Vera Hozáková wrote down the poems from eleven nations in ink and provided the volume with illustrations. Some of her own poems also found their way into the collection. The book contains a table of contents that refers to the national origin of the poets, but names the author in only two cases. The omission of the author's name was intended to protect the women in case the book was discovered. But there was another reason: according to Vlasta Kladivová, it was the texts that were worth handing down. The authorship was of little importance because the texts, although authored by one woman, were the texts of all.
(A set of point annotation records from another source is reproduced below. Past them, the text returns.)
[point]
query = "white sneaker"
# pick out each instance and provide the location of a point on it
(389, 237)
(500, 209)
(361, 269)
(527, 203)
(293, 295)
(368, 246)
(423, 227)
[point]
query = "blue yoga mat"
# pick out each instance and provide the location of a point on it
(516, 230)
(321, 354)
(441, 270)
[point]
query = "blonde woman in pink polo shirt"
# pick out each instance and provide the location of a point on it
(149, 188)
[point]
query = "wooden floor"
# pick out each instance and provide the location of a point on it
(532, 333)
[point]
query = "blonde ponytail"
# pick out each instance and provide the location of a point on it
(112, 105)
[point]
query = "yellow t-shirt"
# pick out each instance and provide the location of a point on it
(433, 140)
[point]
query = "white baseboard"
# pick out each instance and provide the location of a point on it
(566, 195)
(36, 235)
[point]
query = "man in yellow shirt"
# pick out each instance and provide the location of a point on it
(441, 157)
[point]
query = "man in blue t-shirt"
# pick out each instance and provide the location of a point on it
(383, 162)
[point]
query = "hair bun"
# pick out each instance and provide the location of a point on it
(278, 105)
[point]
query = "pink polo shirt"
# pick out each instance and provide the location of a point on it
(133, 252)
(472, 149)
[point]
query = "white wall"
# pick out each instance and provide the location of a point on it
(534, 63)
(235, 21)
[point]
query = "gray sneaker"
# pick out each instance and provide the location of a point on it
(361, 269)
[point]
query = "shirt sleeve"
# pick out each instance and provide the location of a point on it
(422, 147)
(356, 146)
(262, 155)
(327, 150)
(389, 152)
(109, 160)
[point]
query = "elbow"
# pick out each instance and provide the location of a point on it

Vlasta Kladivová considers the poems as "documents for the atmosphere in the camp", as "testimony about the people who tried to survive under very difficult conditions". They still show "how difficult life was there and how people nevertheless tried to rise above it." The poems "represent people who were willing to fight for a better world" and testify to the "struggle for the ideals of humanity."
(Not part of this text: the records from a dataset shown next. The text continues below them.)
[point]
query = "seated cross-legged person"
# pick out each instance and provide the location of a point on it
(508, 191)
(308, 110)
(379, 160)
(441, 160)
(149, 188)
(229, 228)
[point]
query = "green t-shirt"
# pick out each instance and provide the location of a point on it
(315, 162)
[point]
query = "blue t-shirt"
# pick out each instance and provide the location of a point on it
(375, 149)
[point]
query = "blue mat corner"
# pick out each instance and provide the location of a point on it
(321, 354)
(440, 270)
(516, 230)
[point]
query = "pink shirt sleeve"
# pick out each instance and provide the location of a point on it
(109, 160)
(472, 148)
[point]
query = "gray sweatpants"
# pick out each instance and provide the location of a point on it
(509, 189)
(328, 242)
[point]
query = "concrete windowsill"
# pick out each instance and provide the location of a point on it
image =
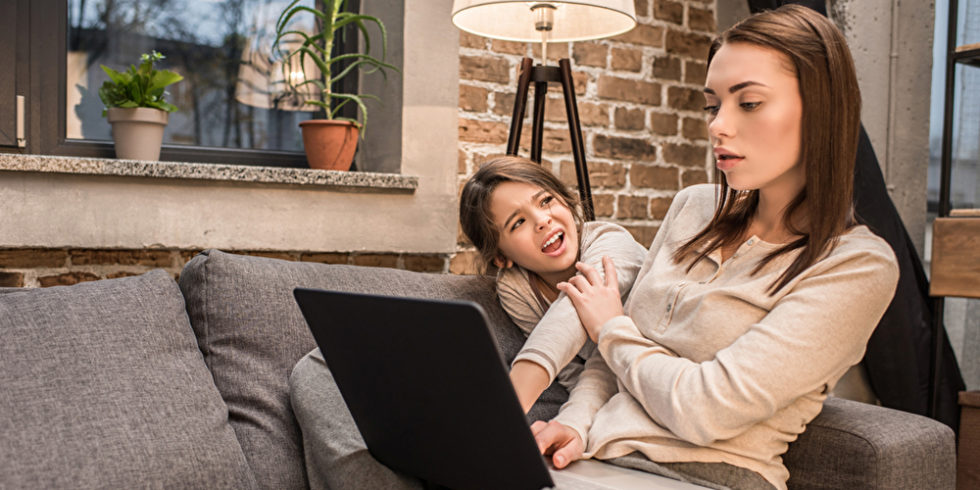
(326, 179)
They kept the book hidden; in the last two or three weeks before the liberation Vera Hozaková tied the booklet around her body. She was lucky, it was not discovered. (C. Jaiser)


Vlasta Kladivová gave the book to the literary scholar Constanze Jaiser in the 1990s. Together with Jacob Pampuch and with the help of donations as well as volunteers who translated and recreated the texts, she was able to publish it as a facsimile for the 60th anniversary of the liberation of Ravensbrück:

Constanze Jaiser, Jacob David Pampuch (Hrsg.): Europa im Kampf 1939–1944. Internationale Poesie aus dem Frauen-Konzentrationslager Ravensbrück.
Faksimile, Begleitband und Hör-CD mit Stimmen von Überlebenden
Berlin, Metropol Verlag, 2005/2009

Vlasta Kladivová - biography

Vlasta Kladivová

Vlasta Kladivová, née Ruprychová, came from Auschwitz to Ravensbrück (n° 22052) on August 20, 1943, as a young girl, completely exhausted. With Vera Hozáková's help she became an assistant in the construction management. There she had to sign off on construction plans. Vlasta Kladivová was very fond of the many different poems that were written in the camp, as they documented the atmosphere in the camp and, she believed, represented people who were willing to fight for a better world. In 1943-44 she collected poems and resistance songs and secretly, together with Vera Hozáková, created the anthology of international camp poetry "Europa u boji". She survived imprisonment and later devoted herself as a historian to the study of National Socialism and the Holocaust. Thus, she is represented in a volume on "Sinti and Roma in KL Auschwitz-Birkenau" published by the Muzeum Oświęcim. A book about her experiences in Auschwitz-Birkenau was published in 1994. Vlasta Kladivová died in Prague in the summer of 2003.

Vera Hozáková - biography

Vera Hozáková

Vera Hozáková, born under the name of Vera Fialová on 28 October 1917, joined the Communist Party at the age of twenty. She was arrested for having contact with Jozef Smerkowski, for whom she was a liaison to the party. On 14 January 1942, she was deported with sixty women from the Pankrác prison in Prague to the Ravensbrück concentration camp (n° 9011). There she worked for some time in the crafts production. From the fall of 1943 on, she worked in the construction management office. She wrote numerous poems, not all of which have survived. She also participated in the illegal choir led by Anicka Kvapilová. For her, it was the poems, the friendships and the firm hope for a future that helped her survive the concentration camp. After liberation, Vera Hozáková remained at Ravensbrück until the end of May 1945 to care for her friends in the infirmary. In the year of her return home, she married her fiancé, who had been waiting for her. She gave birth to four children and worked as an architect, living in Hradec Kralóve, Czech Republic. A few years ago, Vera Hozáková wrote down her memoirs to bear witness and to encourage those who come after her to "reject lies, demagogy, herd instinct and collective responsibility" for all time to come.